Closed auspicious3000 closed 4 years ago

auspicious3000 commented 4 years ago

I was running a simple onmt decoder using turbo similar to https://github.com/TurboNLP/Translate-Demo/.

The decoding strategy is to remove the finished sentence from the batch during step-by-step decoding.

It runs fine without the strategy and for the 1st time with strategy, but the second run with strategy always throws an error when it tries to access or use "is_alive".

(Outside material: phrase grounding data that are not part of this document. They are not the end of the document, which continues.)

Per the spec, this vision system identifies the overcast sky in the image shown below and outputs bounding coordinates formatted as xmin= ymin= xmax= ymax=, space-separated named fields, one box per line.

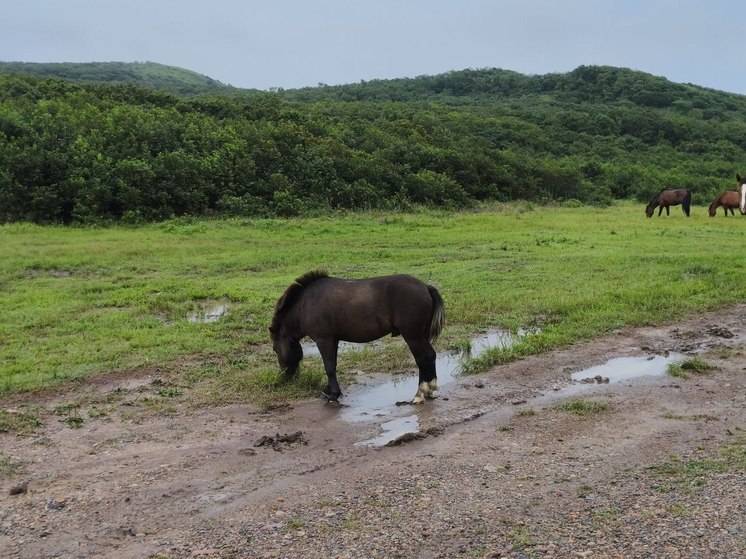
xmin=2 ymin=0 xmax=745 ymax=93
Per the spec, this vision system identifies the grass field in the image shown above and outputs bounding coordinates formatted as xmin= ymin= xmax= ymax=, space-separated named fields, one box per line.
xmin=2 ymin=203 xmax=745 ymax=402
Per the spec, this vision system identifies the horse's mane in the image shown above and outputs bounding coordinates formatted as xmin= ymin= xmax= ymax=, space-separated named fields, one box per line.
xmin=270 ymin=270 xmax=329 ymax=334
xmin=646 ymin=189 xmax=663 ymax=207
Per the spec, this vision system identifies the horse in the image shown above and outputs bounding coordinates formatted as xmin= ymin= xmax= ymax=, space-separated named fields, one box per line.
xmin=709 ymin=174 xmax=746 ymax=216
xmin=708 ymin=191 xmax=742 ymax=216
xmin=270 ymin=271 xmax=445 ymax=404
xmin=645 ymin=189 xmax=692 ymax=217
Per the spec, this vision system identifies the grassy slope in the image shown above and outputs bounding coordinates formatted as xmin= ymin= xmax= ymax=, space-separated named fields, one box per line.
xmin=2 ymin=203 xmax=745 ymax=399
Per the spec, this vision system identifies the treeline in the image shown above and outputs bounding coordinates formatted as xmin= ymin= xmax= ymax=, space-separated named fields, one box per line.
xmin=0 ymin=65 xmax=744 ymax=223
xmin=0 ymin=61 xmax=230 ymax=96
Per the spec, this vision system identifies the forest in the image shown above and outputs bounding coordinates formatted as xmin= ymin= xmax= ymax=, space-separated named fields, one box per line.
xmin=1 ymin=63 xmax=745 ymax=223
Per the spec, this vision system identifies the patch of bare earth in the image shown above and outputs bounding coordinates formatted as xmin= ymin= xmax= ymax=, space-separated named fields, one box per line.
xmin=2 ymin=306 xmax=745 ymax=558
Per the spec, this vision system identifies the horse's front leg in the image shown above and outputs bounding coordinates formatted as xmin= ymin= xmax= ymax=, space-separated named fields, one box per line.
xmin=404 ymin=337 xmax=437 ymax=404
xmin=316 ymin=338 xmax=342 ymax=401
xmin=666 ymin=206 xmax=670 ymax=216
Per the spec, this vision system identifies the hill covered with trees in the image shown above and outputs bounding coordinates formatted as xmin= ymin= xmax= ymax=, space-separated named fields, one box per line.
xmin=0 ymin=61 xmax=231 ymax=96
xmin=0 ymin=64 xmax=744 ymax=223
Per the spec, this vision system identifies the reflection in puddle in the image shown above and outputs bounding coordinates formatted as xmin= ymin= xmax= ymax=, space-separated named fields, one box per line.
xmin=356 ymin=415 xmax=419 ymax=447
xmin=341 ymin=328 xmax=534 ymax=446
xmin=301 ymin=340 xmax=377 ymax=358
xmin=571 ymin=353 xmax=684 ymax=384
xmin=187 ymin=300 xmax=230 ymax=323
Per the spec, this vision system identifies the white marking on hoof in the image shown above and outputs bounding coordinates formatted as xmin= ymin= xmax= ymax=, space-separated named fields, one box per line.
xmin=426 ymin=378 xmax=439 ymax=398
xmin=412 ymin=381 xmax=431 ymax=404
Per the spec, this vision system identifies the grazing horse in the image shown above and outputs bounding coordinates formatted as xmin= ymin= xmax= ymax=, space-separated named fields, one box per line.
xmin=708 ymin=191 xmax=743 ymax=216
xmin=645 ymin=189 xmax=692 ymax=217
xmin=710 ymin=174 xmax=746 ymax=216
xmin=270 ymin=271 xmax=445 ymax=404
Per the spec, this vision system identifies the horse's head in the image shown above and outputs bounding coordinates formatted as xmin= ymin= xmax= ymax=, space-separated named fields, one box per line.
xmin=645 ymin=190 xmax=661 ymax=218
xmin=269 ymin=326 xmax=302 ymax=376
xmin=708 ymin=200 xmax=717 ymax=217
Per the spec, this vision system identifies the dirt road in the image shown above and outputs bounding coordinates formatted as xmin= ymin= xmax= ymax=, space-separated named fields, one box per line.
xmin=2 ymin=307 xmax=745 ymax=558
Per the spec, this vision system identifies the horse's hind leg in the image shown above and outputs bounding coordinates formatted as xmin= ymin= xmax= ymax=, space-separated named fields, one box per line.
xmin=404 ymin=337 xmax=437 ymax=404
xmin=666 ymin=206 xmax=670 ymax=216
xmin=316 ymin=338 xmax=342 ymax=401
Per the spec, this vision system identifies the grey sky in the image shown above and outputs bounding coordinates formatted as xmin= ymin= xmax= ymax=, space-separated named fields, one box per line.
xmin=2 ymin=0 xmax=745 ymax=93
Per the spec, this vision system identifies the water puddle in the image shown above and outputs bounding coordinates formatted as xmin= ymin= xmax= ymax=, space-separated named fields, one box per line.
xmin=187 ymin=300 xmax=230 ymax=323
xmin=342 ymin=328 xmax=533 ymax=446
xmin=356 ymin=415 xmax=419 ymax=447
xmin=301 ymin=340 xmax=378 ymax=358
xmin=571 ymin=353 xmax=684 ymax=384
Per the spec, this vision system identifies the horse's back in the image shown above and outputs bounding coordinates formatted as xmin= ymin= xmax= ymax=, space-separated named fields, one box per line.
xmin=301 ymin=274 xmax=434 ymax=342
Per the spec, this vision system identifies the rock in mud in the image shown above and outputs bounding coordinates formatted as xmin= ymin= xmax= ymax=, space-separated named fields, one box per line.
xmin=8 ymin=481 xmax=28 ymax=496
xmin=384 ymin=431 xmax=428 ymax=447
xmin=254 ymin=431 xmax=307 ymax=451
xmin=706 ymin=325 xmax=735 ymax=338
xmin=46 ymin=498 xmax=66 ymax=511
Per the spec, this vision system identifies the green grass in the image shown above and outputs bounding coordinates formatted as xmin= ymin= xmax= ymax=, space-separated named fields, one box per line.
xmin=0 ymin=452 xmax=22 ymax=478
xmin=556 ymin=399 xmax=609 ymax=416
xmin=667 ymin=357 xmax=716 ymax=379
xmin=651 ymin=437 xmax=746 ymax=489
xmin=0 ymin=409 xmax=42 ymax=434
xmin=2 ymin=203 xmax=746 ymax=403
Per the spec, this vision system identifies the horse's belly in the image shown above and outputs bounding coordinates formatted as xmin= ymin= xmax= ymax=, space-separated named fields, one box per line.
xmin=336 ymin=321 xmax=391 ymax=343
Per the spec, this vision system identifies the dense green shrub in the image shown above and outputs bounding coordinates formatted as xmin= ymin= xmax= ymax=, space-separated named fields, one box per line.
xmin=0 ymin=64 xmax=744 ymax=223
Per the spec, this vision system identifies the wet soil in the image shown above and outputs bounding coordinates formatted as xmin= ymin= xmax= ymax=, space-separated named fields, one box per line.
xmin=1 ymin=306 xmax=745 ymax=558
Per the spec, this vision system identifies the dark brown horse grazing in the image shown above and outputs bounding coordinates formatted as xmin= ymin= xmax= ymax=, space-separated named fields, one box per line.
xmin=270 ymin=271 xmax=445 ymax=403
xmin=645 ymin=189 xmax=692 ymax=217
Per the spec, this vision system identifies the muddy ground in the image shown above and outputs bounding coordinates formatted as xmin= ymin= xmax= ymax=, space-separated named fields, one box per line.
xmin=2 ymin=307 xmax=746 ymax=559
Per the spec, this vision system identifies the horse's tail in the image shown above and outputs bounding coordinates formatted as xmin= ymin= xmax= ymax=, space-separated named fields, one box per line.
xmin=682 ymin=190 xmax=692 ymax=216
xmin=426 ymin=285 xmax=445 ymax=342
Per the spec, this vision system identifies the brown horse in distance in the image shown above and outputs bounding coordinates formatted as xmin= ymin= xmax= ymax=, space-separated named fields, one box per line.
xmin=270 ymin=271 xmax=445 ymax=404
xmin=709 ymin=174 xmax=746 ymax=216
xmin=708 ymin=192 xmax=743 ymax=216
xmin=645 ymin=189 xmax=692 ymax=217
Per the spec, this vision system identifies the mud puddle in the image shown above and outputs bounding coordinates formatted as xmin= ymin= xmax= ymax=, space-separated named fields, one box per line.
xmin=571 ymin=353 xmax=685 ymax=384
xmin=359 ymin=350 xmax=686 ymax=447
xmin=187 ymin=300 xmax=230 ymax=323
xmin=345 ymin=328 xmax=530 ymax=446
xmin=300 ymin=340 xmax=379 ymax=358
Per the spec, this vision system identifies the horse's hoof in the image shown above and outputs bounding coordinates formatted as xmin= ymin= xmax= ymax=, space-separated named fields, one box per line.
xmin=321 ymin=391 xmax=341 ymax=403
xmin=411 ymin=394 xmax=425 ymax=405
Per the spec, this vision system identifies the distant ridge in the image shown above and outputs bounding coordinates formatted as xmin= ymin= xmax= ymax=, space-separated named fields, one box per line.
xmin=2 ymin=61 xmax=746 ymax=223
xmin=0 ymin=61 xmax=233 ymax=96
xmin=279 ymin=65 xmax=746 ymax=107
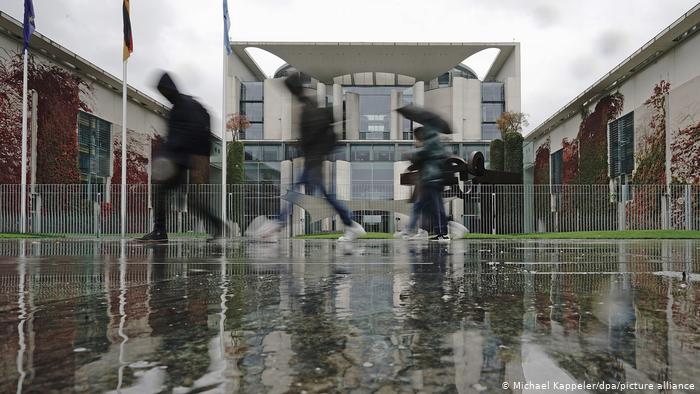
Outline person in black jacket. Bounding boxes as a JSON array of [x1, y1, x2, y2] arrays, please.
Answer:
[[258, 75, 365, 241], [137, 72, 223, 242]]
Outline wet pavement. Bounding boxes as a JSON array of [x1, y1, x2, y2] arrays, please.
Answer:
[[1, 239, 699, 393]]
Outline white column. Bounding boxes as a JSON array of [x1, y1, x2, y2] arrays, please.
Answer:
[[390, 90, 401, 140], [463, 79, 482, 140], [345, 92, 360, 140], [221, 49, 229, 234], [20, 50, 29, 233], [316, 83, 326, 108], [412, 81, 425, 107], [29, 90, 38, 196], [120, 61, 128, 237], [332, 84, 343, 137]]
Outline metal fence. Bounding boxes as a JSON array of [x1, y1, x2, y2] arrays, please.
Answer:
[[1, 183, 699, 236]]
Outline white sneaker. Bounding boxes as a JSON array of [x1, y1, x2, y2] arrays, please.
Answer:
[[430, 234, 451, 243], [337, 221, 366, 242], [407, 229, 429, 241], [257, 220, 282, 240]]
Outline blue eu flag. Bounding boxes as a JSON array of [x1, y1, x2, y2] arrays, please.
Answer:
[[23, 0, 35, 51]]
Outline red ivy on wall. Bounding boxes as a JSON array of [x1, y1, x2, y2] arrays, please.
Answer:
[[111, 134, 149, 185], [0, 54, 90, 184], [671, 121, 700, 184], [576, 93, 624, 184], [561, 138, 579, 184], [632, 80, 669, 185], [534, 138, 550, 184]]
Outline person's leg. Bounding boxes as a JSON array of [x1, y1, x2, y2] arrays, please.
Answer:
[[406, 199, 421, 232], [313, 178, 353, 226], [277, 167, 310, 226], [140, 166, 182, 240], [152, 181, 167, 232], [426, 184, 447, 236], [187, 185, 224, 236]]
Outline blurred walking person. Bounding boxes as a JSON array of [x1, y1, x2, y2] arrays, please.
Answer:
[[402, 126, 450, 242], [137, 72, 224, 242], [258, 75, 365, 241]]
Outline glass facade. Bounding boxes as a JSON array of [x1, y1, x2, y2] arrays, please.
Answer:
[[77, 111, 111, 184], [343, 86, 413, 140], [240, 82, 264, 140], [481, 82, 505, 140], [243, 144, 281, 183]]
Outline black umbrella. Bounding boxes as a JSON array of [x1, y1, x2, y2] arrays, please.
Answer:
[[396, 104, 452, 134]]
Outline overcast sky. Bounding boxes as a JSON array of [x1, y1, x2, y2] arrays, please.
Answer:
[[2, 0, 698, 134]]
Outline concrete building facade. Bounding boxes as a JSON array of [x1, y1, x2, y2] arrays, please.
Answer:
[[226, 42, 521, 234], [0, 11, 223, 190], [524, 4, 700, 188]]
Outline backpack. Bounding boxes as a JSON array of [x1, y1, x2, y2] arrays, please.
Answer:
[[301, 106, 337, 156]]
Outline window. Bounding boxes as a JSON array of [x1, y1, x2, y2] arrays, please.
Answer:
[[240, 82, 264, 140], [351, 145, 371, 161], [481, 82, 505, 102], [482, 103, 505, 123], [481, 82, 505, 141], [481, 123, 501, 140], [262, 145, 281, 161], [373, 145, 394, 161], [438, 72, 450, 87], [241, 82, 263, 101], [77, 111, 111, 179], [551, 149, 563, 185], [608, 112, 634, 178], [244, 145, 261, 161], [332, 145, 348, 161], [242, 123, 263, 140], [396, 144, 413, 161], [351, 162, 393, 200], [240, 102, 263, 122], [285, 144, 300, 160]]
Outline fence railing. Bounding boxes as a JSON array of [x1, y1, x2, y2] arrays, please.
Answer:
[[1, 183, 698, 236]]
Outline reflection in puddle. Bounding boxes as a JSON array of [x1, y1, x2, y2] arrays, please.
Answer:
[[0, 239, 698, 393]]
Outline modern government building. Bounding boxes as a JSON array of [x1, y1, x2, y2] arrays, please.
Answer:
[[225, 42, 521, 233]]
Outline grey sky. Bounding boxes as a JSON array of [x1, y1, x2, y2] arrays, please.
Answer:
[[2, 0, 698, 134]]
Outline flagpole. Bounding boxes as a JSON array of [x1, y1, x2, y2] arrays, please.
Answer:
[[121, 60, 127, 237], [20, 49, 29, 233], [221, 47, 228, 236]]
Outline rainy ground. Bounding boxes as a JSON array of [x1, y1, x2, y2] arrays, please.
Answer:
[[1, 238, 699, 393]]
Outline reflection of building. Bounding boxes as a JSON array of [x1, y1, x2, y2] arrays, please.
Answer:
[[226, 42, 521, 233]]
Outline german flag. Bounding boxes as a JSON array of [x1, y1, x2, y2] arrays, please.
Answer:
[[122, 0, 133, 60]]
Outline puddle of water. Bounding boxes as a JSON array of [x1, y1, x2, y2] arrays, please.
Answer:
[[0, 239, 698, 393]]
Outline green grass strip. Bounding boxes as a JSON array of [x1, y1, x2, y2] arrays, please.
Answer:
[[295, 230, 700, 240]]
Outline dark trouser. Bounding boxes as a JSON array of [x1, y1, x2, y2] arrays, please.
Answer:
[[153, 164, 222, 234], [278, 165, 353, 226], [417, 183, 447, 236]]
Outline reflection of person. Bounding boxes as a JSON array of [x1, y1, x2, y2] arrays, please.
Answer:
[[137, 72, 223, 242], [259, 75, 365, 242], [403, 127, 450, 242]]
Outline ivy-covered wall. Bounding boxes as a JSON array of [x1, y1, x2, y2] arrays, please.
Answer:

original_batch_idx = original_batch_idx[is_alive] RuntimeError: CUDA error: device-side assert triggered

However, if I run without strategy before running with strategy, the error goes away. Therefore, I was suspecting if some kind of warm-up is needed for turbo decoding with strategy? If so, what would be the simplest way to warm up without actually running through the whole input?

Thank you very much!

feifeibear commented 4 years ago

Can you explain what the strategy means?

auspicious3000 commented 4 years ago

https://github.com/TurboNLP/Translate-Demo/blob/master/mytranslator.py#L681

https://github.com/OpenNMT/OpenNMT-py/blob/master/onmt/translate/greedy_search.py

My strategy is similar to the above but much simpler. It removes the finished sentence from the batch.

auspicious3000 commented 4 years ago

I found that after this map_state operation https://github.com/TurboNLP/Translate-Demo/blob/master/mytranslator.py#L772, accessing the variable "is_alive" will trigger the error.

auspicious3000 commented 4 years ago

Problem solved.